Survey: Israel Strengthens Hamas Yet Again

JERUSALEM – If Israeli leaders had hoped that their blockade of Gaza and the military’s early March incursion into the coastal strip might undermine support for the leadership of the Islamic Hamas movement in power there, then they will be disappointed with the findings of a recent opinion poll.

The survey results will also bolster the view in Israel, already being expressed by some politicians, that Palestinian President Mahmoud Abbas is not the man with whom Israel should be negotiating.

If new Palestinian presidential elections were held now, the poll indicated, Gaza-based Hamas leader Ismail Haniyeh would get 47 percent of the vote, while Abbas, who heads the rival and more moderate Fatah movement, would get 46 percent.

The swing toward Haniyeh has been dramatic: the last poll by the West Bank-based Palestinian Center for Policy and Survey Research, which was conducted in December, gave Haniyeh 37 percent and Abbas 56 percent.

The shift can partly be explained by an Israeli military operation in Gaza in early March in which over 100 Palestinians, many of them civilians, were killed. Israel launched the raid in an effort to prevent Gaza militants from firing rockets at towns and cities inside Israel.

The swing toward Haniyeh, said an explanation that accompanied the survey, was also due to Hamas’ decision to smash a hole in the Gaza border fence with Egypt in January in a bid to break the Israeli blockade on the strip.

Since Hamas, which is committed to Israel’s destruction, seized power from Fatah in Gaza last year, Israel has limited the flow of goods into the strip, which is home to 1.5 million Palestinians. At times it has also temporarily limited the supply of electrical power to the strip – Israel supplies Gaza with most of its power – in an effort to deter militants from firing rockets into Israel.

But the breaching of the Gaza-Egypt border, which allowed hundreds of thousands of Gaza residents to pour onto the Egyptian side of the border and stock up on food and other supplies, painted Hamas in a positive light. "These developments managed to present Hamas as successful in breaking the siege and as a victim of Israeli attacks," said the poll analysis.

The fact that peace talks, which were renewed after a U.S.-led summit last November, have been faltering, has further harmed Abbas’ standing in the eyes of his people and bolstered Hamas, which strongly opposes talks with Israel. The sides headed back to the negotiating table in December after a seven-year hiatus, but have failed to make any discernible progress. Under pressure to take a stand during the Israeli operation in Gaza, Abbas suspended contacts with Israel. They have subsequently been renewed.

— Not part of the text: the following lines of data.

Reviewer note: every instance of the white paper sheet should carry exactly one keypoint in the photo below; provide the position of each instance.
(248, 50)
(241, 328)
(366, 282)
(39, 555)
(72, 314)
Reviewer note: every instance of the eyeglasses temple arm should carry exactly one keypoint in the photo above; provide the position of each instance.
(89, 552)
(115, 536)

While Israeli leaders may muse privately over whether the Palestinian president is able to cut a deal, one senior minister has begun to wonder out loud.

Infrastructure Minister Benjamin Ben-Eliezer recently called over Israel Radio for the release of Marwan Barghouti, the Fatah leader who is serving five life terms after a court in Israel found him guilty of orchestrating attacks in which Israelis were killed during the Intifada uprising. "He is by no means a moderate," said Ben-Eliezer, who is a member of the center-left Labor Party. "But at least if an agreement is signed with him, he will stand by it."

Ben-Eliezer is close to Labor leader and Defense Minister Ehud Barak, and when he talks people often assume he is also expressing the views of Barak. The defense minister, though, has not made any public comments on the matter.

The implication of what Ben-Eliezer is saying is indisputable: Abbas does not have the political clout to make the concessions that will be required in securing a deal with Israel, nor the public support required to implement such an agreement.

The poll that showed Haniyeh edging out Abbas in presidential elections seemed to bear out what Ben-Eliezer has been saying. In a run-off between Barghouti and Haniyeh, the jailed Fatah leader would win by a landslide – 57 percent to 38 percent.

Barghouti is not oblivious to developments in the outside world. Shortly after the poll figures were released, he announced that he was considering running for president of the Palestinian Authority in the next elections, which are expected to be held in 2009 or 2010. "When the date of the elections is decided, I will make my decision," said Barghouti in a message he handed to his attorney, Khader Shakirat.

"He is not ruling out the option of running," said Shakirat. "All the polls show that Marwan Barghouti is the only one who can win for Fatah … the Palestinian people support Marwan Barghouti as their future leader."

Asked whether Barghouti’s popularity wasn’t boosted by the fact that he was doing time in an Israeli jail and that if he got out and ran for president it would slump, Shakirat argued that the opposite was the case. "Because he’s in jail, he gets less in the opinion polls," he insisted. "People say, ‘He’s in jail. What can he do from there?’ I’m sure he would get 70 percent if he was out."